ПРОЗА # 98




Игорь ШЕСТКОВ
/ Берлин /

Кома

Рассказ



Узколицый, породистый, еще совсем молодой врач нахмурился и демонстративно медленно просмотрел мое электронное досье.

– Что ж, ваши соматические заболевания мы худо-бедно диагностировали. Попробуем вас подлечить. А что у вас с психикой? Каким вам видится окружающий мир, как вы себя в нем чувствуете?

– Мир? Мир от меня ускользает. Как песок в песочных часах. Жизнь уходит. Время течет в пять раз быстрее, чем в детстве. Я постарел и деградировал. Ничего не делаю. Лень. Ни с кем не общаюсь. Идеи больше в голову не приходят. А раньше сыпались с неба как метеориты в августе. Смотрю на алфавит на клавиатуре моего компьютера и думаю о смерти. А тут еще боли. Симфония.
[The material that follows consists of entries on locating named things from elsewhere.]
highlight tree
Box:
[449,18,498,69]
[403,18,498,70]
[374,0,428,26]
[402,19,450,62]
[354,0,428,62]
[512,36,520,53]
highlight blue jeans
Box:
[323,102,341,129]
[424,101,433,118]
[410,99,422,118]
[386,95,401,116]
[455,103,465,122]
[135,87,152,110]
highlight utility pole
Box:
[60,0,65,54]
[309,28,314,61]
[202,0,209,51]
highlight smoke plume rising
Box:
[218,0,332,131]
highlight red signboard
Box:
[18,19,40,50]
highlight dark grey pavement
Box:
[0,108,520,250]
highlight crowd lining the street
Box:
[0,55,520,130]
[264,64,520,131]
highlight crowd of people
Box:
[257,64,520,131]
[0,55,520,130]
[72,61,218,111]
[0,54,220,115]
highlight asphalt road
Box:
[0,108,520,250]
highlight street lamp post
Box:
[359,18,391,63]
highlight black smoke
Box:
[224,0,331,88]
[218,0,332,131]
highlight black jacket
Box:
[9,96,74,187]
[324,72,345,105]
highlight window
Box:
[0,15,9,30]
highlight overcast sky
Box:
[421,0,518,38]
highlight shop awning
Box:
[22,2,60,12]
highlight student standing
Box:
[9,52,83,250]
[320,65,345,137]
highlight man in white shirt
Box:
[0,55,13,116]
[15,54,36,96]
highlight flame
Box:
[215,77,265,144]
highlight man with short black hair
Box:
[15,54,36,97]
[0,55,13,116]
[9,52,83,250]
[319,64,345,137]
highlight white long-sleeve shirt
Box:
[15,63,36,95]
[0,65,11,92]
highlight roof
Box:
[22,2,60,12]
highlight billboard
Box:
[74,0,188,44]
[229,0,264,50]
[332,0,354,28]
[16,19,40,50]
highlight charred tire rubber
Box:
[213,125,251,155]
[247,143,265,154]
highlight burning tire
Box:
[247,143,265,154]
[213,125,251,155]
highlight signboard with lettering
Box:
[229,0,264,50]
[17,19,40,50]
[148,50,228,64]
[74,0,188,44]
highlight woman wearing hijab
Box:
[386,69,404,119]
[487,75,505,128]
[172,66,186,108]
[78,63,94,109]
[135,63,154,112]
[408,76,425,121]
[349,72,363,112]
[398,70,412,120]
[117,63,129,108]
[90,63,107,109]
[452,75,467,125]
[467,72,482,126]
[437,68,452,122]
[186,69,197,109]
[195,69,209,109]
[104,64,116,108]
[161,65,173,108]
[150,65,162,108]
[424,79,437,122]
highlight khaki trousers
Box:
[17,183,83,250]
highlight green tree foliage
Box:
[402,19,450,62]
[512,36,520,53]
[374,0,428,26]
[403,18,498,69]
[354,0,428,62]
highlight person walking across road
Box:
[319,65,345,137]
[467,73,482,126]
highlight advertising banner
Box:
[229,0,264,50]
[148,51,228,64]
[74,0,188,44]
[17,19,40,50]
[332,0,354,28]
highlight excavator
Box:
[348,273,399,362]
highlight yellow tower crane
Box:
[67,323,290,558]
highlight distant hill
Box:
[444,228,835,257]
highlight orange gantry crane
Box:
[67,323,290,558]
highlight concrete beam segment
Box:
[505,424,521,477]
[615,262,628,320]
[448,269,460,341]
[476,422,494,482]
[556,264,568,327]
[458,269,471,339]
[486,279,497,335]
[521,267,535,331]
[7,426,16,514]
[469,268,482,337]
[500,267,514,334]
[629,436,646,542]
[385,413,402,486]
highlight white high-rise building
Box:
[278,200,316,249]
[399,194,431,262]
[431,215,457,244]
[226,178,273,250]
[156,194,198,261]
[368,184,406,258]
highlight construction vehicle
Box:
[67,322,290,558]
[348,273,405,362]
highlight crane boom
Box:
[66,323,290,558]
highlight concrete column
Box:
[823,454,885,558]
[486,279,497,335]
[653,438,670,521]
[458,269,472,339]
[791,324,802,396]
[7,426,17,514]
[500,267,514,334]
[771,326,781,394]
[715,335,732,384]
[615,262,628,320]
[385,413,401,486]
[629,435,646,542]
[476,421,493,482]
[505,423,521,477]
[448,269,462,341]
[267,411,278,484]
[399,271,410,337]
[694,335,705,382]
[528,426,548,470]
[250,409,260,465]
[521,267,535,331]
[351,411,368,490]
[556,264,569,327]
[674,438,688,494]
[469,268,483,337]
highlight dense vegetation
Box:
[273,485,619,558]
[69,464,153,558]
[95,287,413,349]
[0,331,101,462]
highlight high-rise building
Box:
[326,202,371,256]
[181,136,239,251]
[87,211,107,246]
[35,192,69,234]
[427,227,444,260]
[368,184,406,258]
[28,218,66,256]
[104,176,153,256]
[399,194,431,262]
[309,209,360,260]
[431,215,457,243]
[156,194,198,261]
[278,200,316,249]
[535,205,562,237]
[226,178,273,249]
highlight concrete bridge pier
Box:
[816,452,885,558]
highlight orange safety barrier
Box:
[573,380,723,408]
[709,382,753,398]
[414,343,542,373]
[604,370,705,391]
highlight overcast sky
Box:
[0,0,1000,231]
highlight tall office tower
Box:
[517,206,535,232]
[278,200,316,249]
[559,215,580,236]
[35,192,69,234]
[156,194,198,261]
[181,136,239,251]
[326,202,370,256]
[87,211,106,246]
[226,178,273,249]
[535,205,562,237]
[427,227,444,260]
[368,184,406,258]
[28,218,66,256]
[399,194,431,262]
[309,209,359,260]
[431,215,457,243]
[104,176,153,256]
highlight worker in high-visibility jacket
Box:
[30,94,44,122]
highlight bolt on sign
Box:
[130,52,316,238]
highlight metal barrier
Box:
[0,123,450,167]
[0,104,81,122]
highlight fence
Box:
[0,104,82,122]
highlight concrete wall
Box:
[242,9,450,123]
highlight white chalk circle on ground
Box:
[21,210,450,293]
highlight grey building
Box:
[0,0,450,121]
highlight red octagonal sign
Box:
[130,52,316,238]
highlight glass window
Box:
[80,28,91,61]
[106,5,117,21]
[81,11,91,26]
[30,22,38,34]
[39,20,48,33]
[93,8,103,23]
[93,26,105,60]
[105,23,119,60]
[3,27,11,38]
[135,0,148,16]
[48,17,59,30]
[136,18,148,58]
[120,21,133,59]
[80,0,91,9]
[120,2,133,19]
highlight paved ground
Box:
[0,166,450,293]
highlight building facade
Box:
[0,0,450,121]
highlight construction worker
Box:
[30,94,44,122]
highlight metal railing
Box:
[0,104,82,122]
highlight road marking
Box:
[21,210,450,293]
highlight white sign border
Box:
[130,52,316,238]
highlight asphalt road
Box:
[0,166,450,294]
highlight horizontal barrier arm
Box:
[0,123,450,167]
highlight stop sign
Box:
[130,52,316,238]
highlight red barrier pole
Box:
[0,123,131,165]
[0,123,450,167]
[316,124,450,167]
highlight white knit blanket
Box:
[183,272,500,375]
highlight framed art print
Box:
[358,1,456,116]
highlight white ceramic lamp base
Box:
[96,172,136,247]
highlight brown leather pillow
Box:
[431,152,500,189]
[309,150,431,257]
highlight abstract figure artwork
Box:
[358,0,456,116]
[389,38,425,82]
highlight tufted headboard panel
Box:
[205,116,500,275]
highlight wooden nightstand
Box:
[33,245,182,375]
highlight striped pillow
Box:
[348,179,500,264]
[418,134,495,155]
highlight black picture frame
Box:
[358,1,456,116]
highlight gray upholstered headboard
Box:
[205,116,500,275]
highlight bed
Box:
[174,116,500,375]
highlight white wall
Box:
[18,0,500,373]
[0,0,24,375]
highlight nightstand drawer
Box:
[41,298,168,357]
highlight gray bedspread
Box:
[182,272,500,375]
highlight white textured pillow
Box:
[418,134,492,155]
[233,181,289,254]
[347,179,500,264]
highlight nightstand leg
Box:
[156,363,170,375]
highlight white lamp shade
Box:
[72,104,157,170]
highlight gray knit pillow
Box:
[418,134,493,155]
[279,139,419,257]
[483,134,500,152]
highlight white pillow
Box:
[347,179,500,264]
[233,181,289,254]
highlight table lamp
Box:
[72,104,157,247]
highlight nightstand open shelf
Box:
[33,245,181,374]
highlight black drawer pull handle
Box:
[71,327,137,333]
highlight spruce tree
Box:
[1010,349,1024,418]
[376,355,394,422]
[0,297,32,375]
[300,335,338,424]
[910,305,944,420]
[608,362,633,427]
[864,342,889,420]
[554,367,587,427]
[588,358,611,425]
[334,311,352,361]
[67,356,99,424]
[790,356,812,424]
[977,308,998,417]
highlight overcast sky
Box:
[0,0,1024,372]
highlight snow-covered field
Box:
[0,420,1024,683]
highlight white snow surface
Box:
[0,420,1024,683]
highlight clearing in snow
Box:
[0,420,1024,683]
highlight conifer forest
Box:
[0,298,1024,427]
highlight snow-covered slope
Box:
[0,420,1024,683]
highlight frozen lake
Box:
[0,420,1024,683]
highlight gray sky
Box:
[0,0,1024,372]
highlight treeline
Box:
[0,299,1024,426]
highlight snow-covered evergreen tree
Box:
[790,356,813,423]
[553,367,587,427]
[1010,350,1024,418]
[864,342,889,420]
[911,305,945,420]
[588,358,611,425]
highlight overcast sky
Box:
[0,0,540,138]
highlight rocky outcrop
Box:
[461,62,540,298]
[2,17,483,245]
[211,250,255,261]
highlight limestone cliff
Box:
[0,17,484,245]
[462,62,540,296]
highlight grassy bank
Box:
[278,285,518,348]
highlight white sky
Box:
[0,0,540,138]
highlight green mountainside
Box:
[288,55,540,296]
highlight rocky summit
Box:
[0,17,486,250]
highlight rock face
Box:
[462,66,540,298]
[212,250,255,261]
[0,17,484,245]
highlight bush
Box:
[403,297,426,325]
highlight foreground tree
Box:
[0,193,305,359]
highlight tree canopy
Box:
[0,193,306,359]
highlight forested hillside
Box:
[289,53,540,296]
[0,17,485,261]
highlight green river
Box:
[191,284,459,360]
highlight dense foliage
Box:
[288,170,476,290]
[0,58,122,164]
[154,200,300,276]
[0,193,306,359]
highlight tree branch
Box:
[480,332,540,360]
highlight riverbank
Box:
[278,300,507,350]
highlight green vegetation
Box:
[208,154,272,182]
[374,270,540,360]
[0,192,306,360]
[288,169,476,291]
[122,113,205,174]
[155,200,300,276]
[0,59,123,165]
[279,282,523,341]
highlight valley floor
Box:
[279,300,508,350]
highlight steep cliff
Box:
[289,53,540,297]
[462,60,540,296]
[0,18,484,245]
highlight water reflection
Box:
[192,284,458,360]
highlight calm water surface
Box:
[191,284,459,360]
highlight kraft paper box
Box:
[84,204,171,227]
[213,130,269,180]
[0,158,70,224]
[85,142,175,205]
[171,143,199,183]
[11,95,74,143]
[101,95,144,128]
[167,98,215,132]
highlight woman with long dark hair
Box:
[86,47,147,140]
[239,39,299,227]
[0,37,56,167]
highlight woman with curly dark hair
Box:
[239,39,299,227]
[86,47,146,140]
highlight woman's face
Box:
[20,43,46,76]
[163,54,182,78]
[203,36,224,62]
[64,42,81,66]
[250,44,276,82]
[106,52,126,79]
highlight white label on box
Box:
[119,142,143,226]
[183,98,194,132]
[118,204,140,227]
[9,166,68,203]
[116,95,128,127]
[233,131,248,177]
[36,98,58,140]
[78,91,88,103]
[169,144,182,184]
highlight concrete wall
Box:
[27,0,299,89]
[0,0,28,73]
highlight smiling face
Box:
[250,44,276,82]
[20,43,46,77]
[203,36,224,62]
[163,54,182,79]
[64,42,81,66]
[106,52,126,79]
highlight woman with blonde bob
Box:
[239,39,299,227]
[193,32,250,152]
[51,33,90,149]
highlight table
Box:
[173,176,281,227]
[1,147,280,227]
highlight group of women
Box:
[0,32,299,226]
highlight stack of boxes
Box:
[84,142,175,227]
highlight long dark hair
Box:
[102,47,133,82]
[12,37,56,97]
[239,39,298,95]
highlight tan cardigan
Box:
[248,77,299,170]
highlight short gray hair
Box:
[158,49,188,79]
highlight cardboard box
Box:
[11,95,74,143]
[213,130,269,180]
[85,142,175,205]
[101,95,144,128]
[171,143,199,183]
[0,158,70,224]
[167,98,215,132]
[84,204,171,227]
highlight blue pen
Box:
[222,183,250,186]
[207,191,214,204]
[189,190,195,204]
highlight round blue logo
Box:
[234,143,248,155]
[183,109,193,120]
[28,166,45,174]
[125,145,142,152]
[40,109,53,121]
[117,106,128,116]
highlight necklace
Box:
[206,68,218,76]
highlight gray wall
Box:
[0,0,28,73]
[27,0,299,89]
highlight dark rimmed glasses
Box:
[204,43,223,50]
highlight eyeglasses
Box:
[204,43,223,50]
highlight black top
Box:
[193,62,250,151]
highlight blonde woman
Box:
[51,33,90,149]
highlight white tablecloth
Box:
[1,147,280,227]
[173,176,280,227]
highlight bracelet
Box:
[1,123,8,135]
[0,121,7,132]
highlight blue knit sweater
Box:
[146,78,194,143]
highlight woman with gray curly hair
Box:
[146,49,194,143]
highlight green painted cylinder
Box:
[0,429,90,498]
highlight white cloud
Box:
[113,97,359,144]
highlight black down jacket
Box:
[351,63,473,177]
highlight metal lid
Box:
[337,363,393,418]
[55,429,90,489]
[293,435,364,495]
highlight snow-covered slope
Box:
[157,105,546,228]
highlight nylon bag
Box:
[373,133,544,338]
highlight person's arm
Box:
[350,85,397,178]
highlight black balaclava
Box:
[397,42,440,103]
– Да вы поэт… Не надо упиваться отчаянием. Сейчас всем нелегко, не только пожилым и больным. Корона. Война. Инфляция. То ли еще будет… Кстати, у меня тут один пациент из комы вышел. Почти три недели пролежал после аварии на железной дороге. Помните, поезд сошел с рельсов под Нюрнбергом? Машинист заснул, вроде бы. Автоматическая блокировка не сработала. Черепно-мозговая травма… поврежден позвоночник… Тоже из России. Реабилитация ему трудно дается. Для гипнотерапии он еще слабоват. Чувствую, ему надо выговориться. Но я по-русски не говорю, а его немецкий… хм… еще хуже его английского. Может быть, вы с ним поговорите по душам? На родном наречии… Расскажете мне потом… Лежит он в отдельной палате. Номер 207. Можете прямо сейчас и пойти. Лифты там, за поворотом. Не забудьте смартфон захватить. Вы телефон нашего отделения помните? Звоните, если что.

Решил навестить этого человека. Исключительно из уважения к моему любезному и внимательному доктору. Интерес к судьбам других людей я давно потерял. Исповедальные излияния терпеть не могу.

Нашел его палату. Постучал.

Он лежал на больничной кровати и глядел в потолок. Голова забинтована, на шее бандаж. Капельница. Взгляд отсутствующий.

Кажется, мой ровесник.

Представился. Сообщил, что меня прислал доктор такой-то.

– Для того чтобы вы могли поговорить со мной на родном языке. И поведать мне все ваши сокровенные тайны.

Глаза его ожили.

– Тайны? Какая забота! Страховка оплатит? Шутка, садитесь, прошу вас.

– Расскажите о себе.

– Охотно. Давненько я не брал в руки шашек… Никому не интересно… как в том анекдоте о похоронах Рабиновича.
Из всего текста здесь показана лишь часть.